3. Being sluggish and less active

When under extreme stress, your bearded dragon may be less active, lack energy, sleep more, look tired, or stay in one place for along time. Before assuming it is stress, check and rule out issues shedding, illnesses, nesting, or low enclosure temperatures as they can make this lizard less active.

Once you determine that the most likely reason why your pet is less active is them being under stress, go through the various possible causes to know which particular one is to blame.

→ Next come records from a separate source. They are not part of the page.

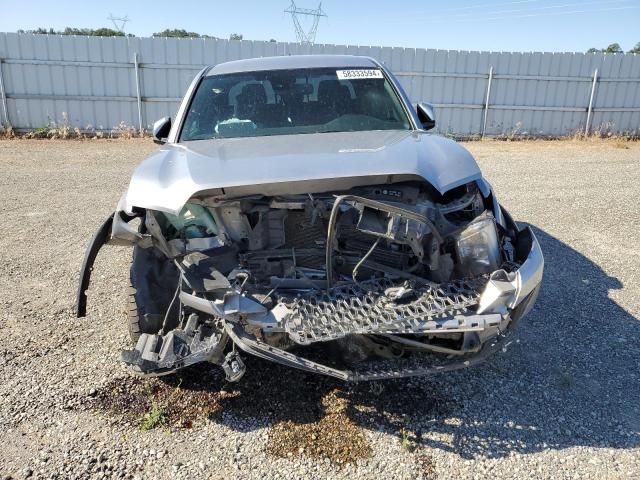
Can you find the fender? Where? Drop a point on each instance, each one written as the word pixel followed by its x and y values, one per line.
pixel 100 238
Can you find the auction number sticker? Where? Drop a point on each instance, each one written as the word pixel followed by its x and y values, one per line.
pixel 355 74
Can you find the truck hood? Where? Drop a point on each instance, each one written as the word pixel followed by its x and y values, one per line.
pixel 287 164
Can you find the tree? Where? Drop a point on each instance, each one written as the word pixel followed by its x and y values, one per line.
pixel 178 33
pixel 99 32
pixel 613 48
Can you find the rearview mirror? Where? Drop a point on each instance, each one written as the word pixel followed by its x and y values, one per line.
pixel 426 115
pixel 161 130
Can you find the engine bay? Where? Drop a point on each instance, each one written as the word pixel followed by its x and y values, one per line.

4. Presence of stress marks and a darker coloration

Bearded dragons do change their colors, i.e., they may turning black (darker) or white (paler) or changing their beard color and so on as a means of thermoregulation, communication, and camouflage. It also occurs as they grow or during shedding.

Stress marks on bearded dragon
Stress marks

Similarly, when under stress, they develop ‘stress marks’ which will appear on their chin and underbellies. These markings are an evident sign. Usually, they will be more visible in the morning and may disappear as the day progresses.

Besides these marks, their color may be darker than usual, primarily when it is not related to shedding, thermoregulation, communication, or camouflage.

5. Routine changes – not basking or hiding

Some of these pets respond to stressing situations by changing their usual activity, such as not basking or hiding more. While these may be an indication of brumation, shedding, or being sick, it may also indicate intense stress.

6. Aggressiveness

While this pet has a mellow temperament, stress, illnesses, and other things may make them aggressive. When this happens, they will refuse to be handle, show their beard, and so on.

Stress management

Stress is one thing that will make your bearded dragon’s health and immunity to deteriorate swiftly, making make them vulnerable to illness and parasites. Therefore, this is a need to promptly fix anything that causes it as well as calm this pet down.

Solutions will involve a vet check to ensure your beardie doesn’t have parasites or illnesses as they could be a reason.

Secondly, to break their boredom, enrich their tank with décor, or furniture, and toys like climbing branches, hammocks, digging boxes, and so on.

Furthermore, since hiding is one of the ways to reduce stress, don’t forget to have a hiding place where these pets can be alone. They need some privacy.

Also, buy the right size of a tank and place it in areas with minimal interruption, noise, and where they don’t see other beardies or pets. Additionally, set its conditions well, i.e., set their optimum terrarium conditions as follows:

  • Maintain humidity at 30-40%. You need proper ventilation, particularly with a good terrarium cover and an accurate thermometer, such as a digital one.
  • Ensure the basking side has a temperature of 100 -110 °F or 95 -100 °F for babies and hatchling. The cooler side should be 75-90°F while night temperature should be 65 °F and 75°F and never below 60°F. Get heat lamps.
  • Also, invest in the right UV light bulb that provides 10-12% UVB light such as Exo Terra Repti-Glo 10.0 Compact Fluorescent or the tube lamp if you have a large tank and replace it as advised by manufacturers since UV emission declines with time.
  • Both UV light and heat should be available for about 12-14 hours each day unless they are brumating.

Also, you need to ensure you feed your bearded dragon correctly, depending on their age. Their typical nourishment includes live feeder insects, veggies, and safe plants with occasional fruit treats. Don’t forget to gut load feeder insects and dust their food with calcium, vitamin D3, and other multivitamins.

Finally, even if they seem not to have issues with handling, minimize handling as much as possible, maintain a regular feeding as well as day and night cycle with the help of a reptile timer like Zilla Reptile Habitat Lighting & Terrarium Heat Power Center, and maintain proper sanitation.